C'est alors que je décidai d'épouser Isabelle ; nous nous connaissions depuis trois ans, ce qui nous plaçait exactement dans la moyenne de fréquentation prémaritale. La cérémonie fut discrète, et un peu triste ; elle venait d'avoir quarante ans. Il me paraît évident aujourd'hui que les deux événements sont liés ; que j'ai voulu, par cette preuve d'affection, minimiser un peu le choc de la quarantaine. Non qu'elle l'ait manifesté par des plaintes, une angoisse visible, quoi que ce soit de clairement définissable ; c'était à la fois plus fugitif et plus poignant. Parfois - surtout en Espagne, lorsque nous nous préparions pour aller à la plage et qu'elle enfilait son maillot de bain - je la sentais, au moment où mon regard se posait sur elle, s'affaisser légèrement, comme si elle avait reçu un coup de poing entre les omoplates. Une grimace de douleur vite réprimée déformait ses traits magnifiques - la beauté de son visage fin, sensible était de celles qui résistent au temps ; mais son corps, malgré

la natation, malgré la danse classique, commençait à subir les premières atteintes de l'âge - atteintes qui, elle ne le savait que trop bien, allaient rapidement s'amplifier jusqu'à la dégradation totale. Je ne savais pas très bien ce qui passait alors, sur mon visage, et qui la faisait tant souffrir ; j'aurais beaucoup donné pour l'éviter, car, je le répète, je l'aimais ; mais, manifestement, ce n'était pas possible. Il ne m'était pas davantage possible de lui répéter qu'elle était toujours aussi désirable, aussi belle ; jamais je ne me suis senti, si peu que ce soit, capable de lui mentir. Je connaissais le regard qu'elle avait ensuite : c'était celui, humble et triste, de l'animal malade, qui s'écarte de quelques pas de la meute, qui pose sa tête sur ses pattes et qui soupire doucement, parce qu'il se sent atteint et qu'il sait qu'il n'aura, de la part de ses congénères, à attendre aucune pitié. Les falaises dominent la mer, dans leur absurdité

verticale, et il n'y aura pas de fin à la souffrance des hommes. Au premier plan je vois les roches, tranchantes et noires. Plus loin, pixellisant légèrement à la surface de l'écran, une surface boueuse, indistincte, que nous continuons à appeler la
mer,
et qui était autrefois la Méditerranée. Des êtres avancent au premier plan, longeant la crête des falaises comme le faisaient leurs ancêtres plusieurs siècles auparavant ; ils sont moins nombreux et plus sales. Ils s'acharnent, tentent de se regrouper, forment des meutes ou des hordes. Leur face antérieure est une surface de chair rouge, nue, à vif, attaquée par les vers. Ils tressaillent de douleur au moindre souffle du vent, qui charrie des graines et du sable. Parfois ils se jettent l'un sur l'autre, s'affrontent, se blessent par leurs coups ou leurs paroles. Progressivement ils se détachent du groupe, leur démarche se ralentit, ils tombent sur le dos. Élastique et blanc, leur dos résiste au contact du roc ; ils ressemblent alors à

des tortues retournées. Des insectes et des oiseaux se posent sur la surface de chair nue, offerte au ciel, la picotent et la dévorent ; les créatures souffrent encore un peu, puis s'immobilisent. Les autres, à quelques pas, continuent leurs luttes et leurs manèges. Ils s'approchent de temps à autre pour assister à l'agonie de leurs compagnons ; leur regard à ces moments n'exprime qu'une curiosité vide.

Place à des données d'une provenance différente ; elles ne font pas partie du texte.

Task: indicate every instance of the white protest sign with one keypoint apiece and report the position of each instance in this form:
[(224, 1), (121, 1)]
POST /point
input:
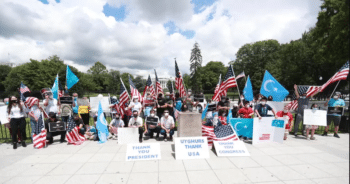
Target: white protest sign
[(3, 115), (94, 101), (277, 106), (128, 135), (267, 130), (148, 151), (230, 148), (317, 117), (191, 148)]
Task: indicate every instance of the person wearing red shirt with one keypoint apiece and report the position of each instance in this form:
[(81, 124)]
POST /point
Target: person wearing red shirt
[(246, 111), (286, 114)]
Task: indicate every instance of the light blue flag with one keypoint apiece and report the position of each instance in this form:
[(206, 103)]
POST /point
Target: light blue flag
[(54, 88), (243, 126), (72, 79), (248, 90), (270, 86), (204, 112), (101, 125)]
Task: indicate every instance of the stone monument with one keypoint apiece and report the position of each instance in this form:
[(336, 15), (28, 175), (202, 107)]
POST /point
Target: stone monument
[(189, 124)]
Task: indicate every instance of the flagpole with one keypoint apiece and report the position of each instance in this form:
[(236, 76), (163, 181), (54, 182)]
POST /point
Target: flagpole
[(335, 88), (125, 88)]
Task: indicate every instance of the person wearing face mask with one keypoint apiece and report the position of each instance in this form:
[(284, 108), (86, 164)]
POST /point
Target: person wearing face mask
[(151, 127), (135, 105), (116, 123), (336, 101), (287, 115), (246, 111), (168, 125), (17, 122), (262, 109), (314, 107), (136, 122), (303, 102)]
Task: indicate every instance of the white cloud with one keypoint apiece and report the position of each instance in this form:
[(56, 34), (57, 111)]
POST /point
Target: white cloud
[(78, 31)]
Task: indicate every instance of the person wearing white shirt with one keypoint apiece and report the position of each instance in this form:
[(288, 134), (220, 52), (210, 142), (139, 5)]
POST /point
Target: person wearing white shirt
[(15, 112), (168, 125), (135, 105), (136, 122), (51, 104)]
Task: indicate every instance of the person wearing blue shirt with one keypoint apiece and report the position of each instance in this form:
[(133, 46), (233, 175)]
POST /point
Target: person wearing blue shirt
[(336, 101)]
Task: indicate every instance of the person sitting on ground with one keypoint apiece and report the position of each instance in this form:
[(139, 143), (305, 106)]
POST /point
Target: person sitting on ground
[(136, 122), (168, 125), (151, 128), (336, 101), (314, 107), (50, 135), (246, 111), (116, 123), (287, 115), (262, 109)]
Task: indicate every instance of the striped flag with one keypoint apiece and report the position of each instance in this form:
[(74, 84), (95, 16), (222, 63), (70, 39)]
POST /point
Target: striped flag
[(309, 90), (148, 87), (342, 74), (217, 91), (134, 91), (240, 75), (159, 88), (123, 97), (179, 81), (39, 137), (219, 133), (73, 135)]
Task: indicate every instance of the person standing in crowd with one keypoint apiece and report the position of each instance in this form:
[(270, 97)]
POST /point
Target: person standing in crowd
[(135, 105), (49, 135), (50, 104), (287, 115), (246, 111), (223, 105), (116, 123), (303, 103), (168, 125), (151, 128), (314, 107), (136, 121), (262, 109), (17, 122), (336, 101)]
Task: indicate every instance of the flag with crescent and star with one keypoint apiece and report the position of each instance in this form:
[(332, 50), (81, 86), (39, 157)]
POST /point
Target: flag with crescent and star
[(243, 126), (271, 87), (101, 125)]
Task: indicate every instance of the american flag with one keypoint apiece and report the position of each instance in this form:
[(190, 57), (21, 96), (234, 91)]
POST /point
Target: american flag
[(73, 135), (134, 91), (159, 88), (30, 101), (149, 86), (240, 75), (24, 88), (219, 133), (39, 137), (342, 74), (293, 105), (217, 91), (123, 97), (179, 81), (309, 90)]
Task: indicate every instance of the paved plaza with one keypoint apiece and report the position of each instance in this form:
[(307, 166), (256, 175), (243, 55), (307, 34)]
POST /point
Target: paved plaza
[(297, 160)]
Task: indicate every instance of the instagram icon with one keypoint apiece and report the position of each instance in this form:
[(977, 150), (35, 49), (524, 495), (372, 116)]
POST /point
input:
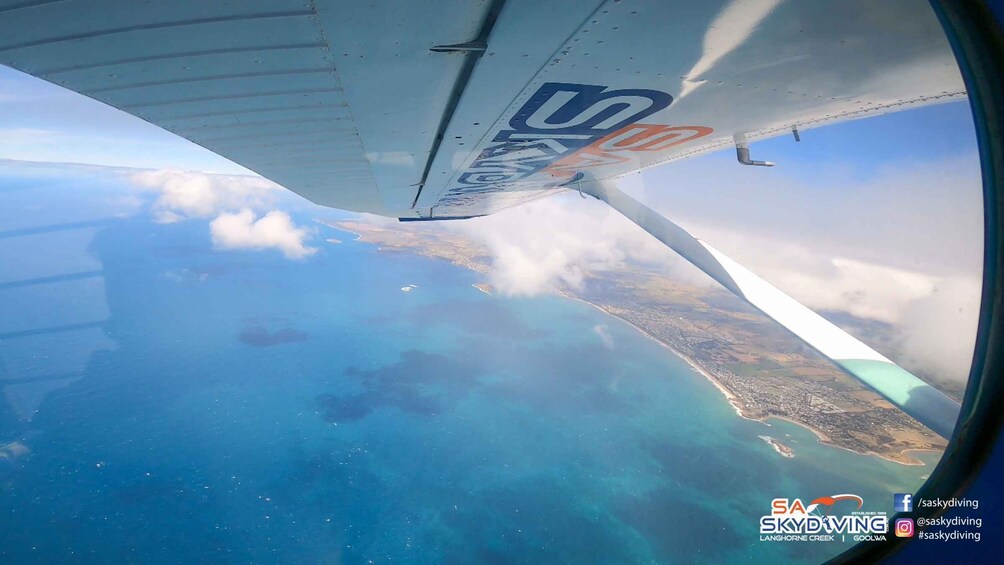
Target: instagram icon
[(905, 528)]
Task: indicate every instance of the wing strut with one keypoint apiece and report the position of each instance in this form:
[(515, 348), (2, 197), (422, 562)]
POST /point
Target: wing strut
[(924, 402)]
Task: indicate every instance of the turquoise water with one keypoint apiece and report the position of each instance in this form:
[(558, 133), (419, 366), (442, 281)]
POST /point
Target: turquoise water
[(238, 406)]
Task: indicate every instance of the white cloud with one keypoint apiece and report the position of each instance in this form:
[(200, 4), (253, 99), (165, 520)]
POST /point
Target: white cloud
[(275, 230), (902, 246), (184, 194), (241, 209), (551, 243)]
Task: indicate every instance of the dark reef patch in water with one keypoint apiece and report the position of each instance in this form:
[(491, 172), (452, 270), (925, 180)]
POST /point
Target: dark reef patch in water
[(420, 383), (259, 336)]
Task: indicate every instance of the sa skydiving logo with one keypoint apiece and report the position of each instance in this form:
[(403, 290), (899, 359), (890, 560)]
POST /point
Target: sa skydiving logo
[(563, 128), (823, 519)]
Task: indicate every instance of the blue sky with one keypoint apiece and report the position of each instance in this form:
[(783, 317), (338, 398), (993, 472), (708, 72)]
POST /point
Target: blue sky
[(880, 217)]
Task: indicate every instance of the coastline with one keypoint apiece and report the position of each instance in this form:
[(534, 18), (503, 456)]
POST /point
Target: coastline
[(738, 407), (733, 400), (903, 457)]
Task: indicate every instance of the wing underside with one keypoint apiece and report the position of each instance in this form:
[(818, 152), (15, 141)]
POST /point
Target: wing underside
[(426, 110), (459, 108)]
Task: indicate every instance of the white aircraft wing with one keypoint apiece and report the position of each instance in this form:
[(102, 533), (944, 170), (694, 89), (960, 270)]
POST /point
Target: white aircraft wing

Je quitte le programme de surveillance ; l'image disparaît, se résorbe dans la barre d'outils. Il y a un nouveau message de Marie22 :

Le bloc énuméré

De l'œil qui se referme

Dans l'espace écrasé

Contient le dernier terme.

247,214327,4166, 8275. La lumière se fait, grandit, monte ; je m'engouffre dans un tunnel de lumière. Je comprends ce que ressentaient les hommes, quand ils pénétraient la femme. Je comprends la femme.

« Puisque nous sommes des hommes,

il convient, non de rire des malheurs de
l'humanité, mais de les déplorer. »

Démocrite d'Abdère

Isabelle s'affaiblissait. Ce n'était bien sûr pas facile, pour une femme déjà touchée dans sa chair, de travailler pour un magazine comme
Lolita
où débarquaient chaque mois de nouvelles pétasses toujours plus jeunes, toujours plus sexy et arrogantes. C'est moi, je m'en souviens, qui abordai la question en premier. Nous marchions au sommet des falaises de Carboneras, qui plongeaient, noiresrdans des eaux d'un bleu éclatant. Elle ne chercha pas d'échappatoire, de faux-fuyant : effectivement, effectivement, il fallait maintenir dans son travail une certaine ambiance de conflit, de compétition narcissique, ce dont elle se sentait de jour en jour plus incapable. Vivre avilit, notait Henri de Régnier ; vivre use, surtout

- il subsiste sans doute chez certains un noyau non avili, un noyau d'être ; mais que pèse ce résidu, face à l'usure générale du corps ?

« II va falloir que je négocie mes indemnités de licenciement... dit-elle. Je ne vois pas comment je vais pouvoir faire ça. Le magazine marche de mieux en mieux, aussi ; je ne vois pas quel prétexte invoquer pour mon départ.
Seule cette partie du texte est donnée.